John Abdallah Wambere, host of the Talented Ugandan Kuchus event, before the show begins.
Jacqueline Kasha (far right) dances on stage during the performance of Ugandan singer Grace Nakimera at the Talented Ugandan Kuchus event.
One of the numbers in the TUK performance tells of a young man, persecuted for the way he dresses, who finds companionship and liberation after his suffering.
Police guard the entrance to the National Theatre after closing down the TUK event. Other talent shows had gone unremarked by the police. Such crackdowns may or may not signal intensified repression to come.

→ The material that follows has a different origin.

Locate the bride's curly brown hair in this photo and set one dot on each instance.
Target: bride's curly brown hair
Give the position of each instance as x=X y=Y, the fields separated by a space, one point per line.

Uncowed, John Abdallah Wambere aka Longjones, embraces Ugandan singer Cindy after her performance at the Talented Ugandan Kuchus event.
Aeon commissioned photographer Tadej Znidarcic to illustrate Graeme Wood's Outrageous Freedom essay on Ugandan gay rights. Znidarcic had unprecendented access to both sides of the conflict, photographing a gathering of the religious and political firebrands who continue to press for the anti-homosexuality bill to be passed in parliament, as well as the gay activists who campaign for freedom from persecution.